© Peuples Noirs Peuples Africains no. 25 (1982) 90-95



POINT DE VUE

L'AMERIQUE DE REAGAN ET L'AFRIQUE

Emmanuel BOUNDZEKI DONGALA

A la fin du mois d'août dernier, deux colonnes motorisées des forces armées sud-africaines pénètrent jusqu'à deux cents kilomètres à l'intérieur du territoire angolais à partir de la Namibie que les racistes occupent illégalement, bombardent des villes, des hôpitaux, et massacrent des civils sous prétexte de détruire les bases de la SWAPO installées en Angola. La violation de la souveraineté angolaise était tellement manifeste qu'elle a soulevé l'indignation de toutes les puissances occidentales sauf celle des Etats-Unis qui allèrent jusqu'à opposer, totalement isolés, leur vélo contre la résolution du Conseil de Sécurité condamnant l'Afrique du Sud. M. Chester Crocker, l'expert africain du président Reagan que l'on a récemment vu à Brazzaville lors de sa tournée africaine, devait déclarer à l'occasion : « Ce n'est pas notre problème de choisir entre les blancs et les noirs en Afrique du Sud. L'administration Reagan n'a pas l'intention de déstabiliser l'Afrique du Sud. » Quant au président lui-même, dans une interview accordée à Walter Cronkite sur la chaîne de télévision CBS peu après son élection, il devait déclarer au sujet de la République Sud-Africaine : « Comment pourrions-nous abandonner un pays qui a été [PAGE 91] à chaque fois à nos côtés dans toutes les guerres que nous avons combattues, un pays qui est stratégiquement indispensable au monde libre pour sa production de minerais essentiels dont nous avons besoin. »[1].

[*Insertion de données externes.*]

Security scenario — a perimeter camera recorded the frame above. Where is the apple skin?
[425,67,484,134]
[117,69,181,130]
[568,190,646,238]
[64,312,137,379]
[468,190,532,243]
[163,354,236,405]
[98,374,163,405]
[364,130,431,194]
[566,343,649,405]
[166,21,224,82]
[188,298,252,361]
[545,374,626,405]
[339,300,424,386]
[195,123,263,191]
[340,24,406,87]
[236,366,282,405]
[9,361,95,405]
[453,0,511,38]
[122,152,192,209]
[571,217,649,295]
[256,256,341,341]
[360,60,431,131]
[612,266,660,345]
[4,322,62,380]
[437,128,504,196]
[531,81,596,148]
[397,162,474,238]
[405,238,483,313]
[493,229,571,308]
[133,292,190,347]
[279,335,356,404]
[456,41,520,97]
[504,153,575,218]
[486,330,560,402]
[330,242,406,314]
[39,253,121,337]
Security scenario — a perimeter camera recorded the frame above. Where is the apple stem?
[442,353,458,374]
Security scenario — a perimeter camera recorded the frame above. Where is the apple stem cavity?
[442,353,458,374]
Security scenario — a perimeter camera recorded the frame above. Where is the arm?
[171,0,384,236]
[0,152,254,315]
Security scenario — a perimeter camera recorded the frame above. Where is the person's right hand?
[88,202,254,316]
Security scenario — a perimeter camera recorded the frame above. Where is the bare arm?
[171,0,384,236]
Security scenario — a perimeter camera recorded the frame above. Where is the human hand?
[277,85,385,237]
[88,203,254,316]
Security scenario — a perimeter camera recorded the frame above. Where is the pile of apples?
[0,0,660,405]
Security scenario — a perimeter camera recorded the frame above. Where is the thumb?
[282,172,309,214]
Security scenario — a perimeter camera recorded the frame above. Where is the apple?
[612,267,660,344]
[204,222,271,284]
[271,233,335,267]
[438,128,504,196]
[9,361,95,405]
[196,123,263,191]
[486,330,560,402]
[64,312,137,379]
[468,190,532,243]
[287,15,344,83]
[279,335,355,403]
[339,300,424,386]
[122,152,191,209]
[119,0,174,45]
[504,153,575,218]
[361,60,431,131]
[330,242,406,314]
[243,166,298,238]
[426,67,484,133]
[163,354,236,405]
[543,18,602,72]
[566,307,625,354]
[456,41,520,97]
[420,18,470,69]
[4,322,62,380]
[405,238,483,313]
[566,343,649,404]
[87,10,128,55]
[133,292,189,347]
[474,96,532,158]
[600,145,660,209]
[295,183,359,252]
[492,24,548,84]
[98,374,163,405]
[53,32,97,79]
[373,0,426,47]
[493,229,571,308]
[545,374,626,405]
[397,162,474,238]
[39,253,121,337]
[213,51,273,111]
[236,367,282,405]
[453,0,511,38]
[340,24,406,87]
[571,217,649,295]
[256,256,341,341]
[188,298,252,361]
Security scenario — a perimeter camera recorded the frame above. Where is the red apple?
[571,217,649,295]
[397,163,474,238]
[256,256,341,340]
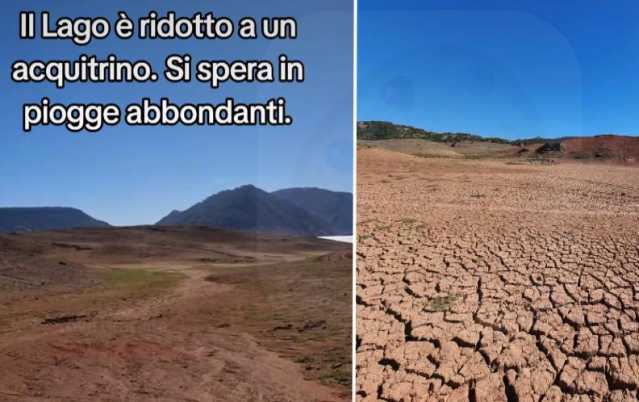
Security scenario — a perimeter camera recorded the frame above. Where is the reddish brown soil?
[0,228,351,401]
[561,135,639,162]
[356,149,639,401]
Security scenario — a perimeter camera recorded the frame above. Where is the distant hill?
[157,185,352,236]
[0,207,109,233]
[272,188,353,235]
[357,121,639,163]
[357,121,510,144]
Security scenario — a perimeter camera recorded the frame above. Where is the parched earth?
[0,227,352,402]
[356,149,639,401]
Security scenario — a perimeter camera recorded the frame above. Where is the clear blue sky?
[358,0,639,138]
[0,0,353,225]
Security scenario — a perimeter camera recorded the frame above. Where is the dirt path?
[0,264,341,401]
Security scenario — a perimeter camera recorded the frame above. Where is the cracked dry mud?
[357,149,639,401]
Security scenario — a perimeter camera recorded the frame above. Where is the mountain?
[357,121,639,163]
[0,207,109,233]
[357,121,510,144]
[272,188,353,235]
[157,185,350,236]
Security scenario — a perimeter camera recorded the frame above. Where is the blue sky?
[0,0,353,225]
[358,0,639,138]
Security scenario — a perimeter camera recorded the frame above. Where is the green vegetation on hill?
[357,121,510,144]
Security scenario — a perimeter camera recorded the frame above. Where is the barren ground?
[356,148,639,401]
[0,228,351,402]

Ces quelques prises de position montrent l'inculture politique de la nouvelle administration envers l'Afrique en particulier et envers le Tiers Monde en général. Est-il nécessaire de rappeler que la haine de l'apartheid est l'un des rares points qui fasse l'unanimité sur ce continent africain si hétéroclite politiquement ? Faut-il rappeler au président Reagan que M. Vorster, ancien Premier ministre et ancien président de la République Sud-Africaine alliée du « monde libre », cet homme qui a dû démissionner de son poste pour malversations lors du scandale du « Muldergate », avait été emprisonné pendant la seconde guerre mondiale à cause de ses sympathies pro-nazies ? Faut-il rappeler à M. Crocker que le problème n'est pas de choisir entre les blancs et les noirs en Afrique du Sud, mais de condamner une agression flagrante en violation de la charte des Nations Unies ? Faut-il enfin rappeler à tous les membres de la nouvelle administration américaine et à tous ceux qui la représentent à l'étranger que, comme l'a si bien dit l'ancien Premier ministre britannique Edward Heath, « ce qui rend la position de l'Afrique du Sud si singulière dans le monde moderne, c'est que l'avilissement des droits de l'homme soit institutionnalisé, enchâssé dans la loi et sanctifié par la religion ? »[2]. Il semble que tout ceci, hélas, soit ignoré par les hommes autour du président et pour cause !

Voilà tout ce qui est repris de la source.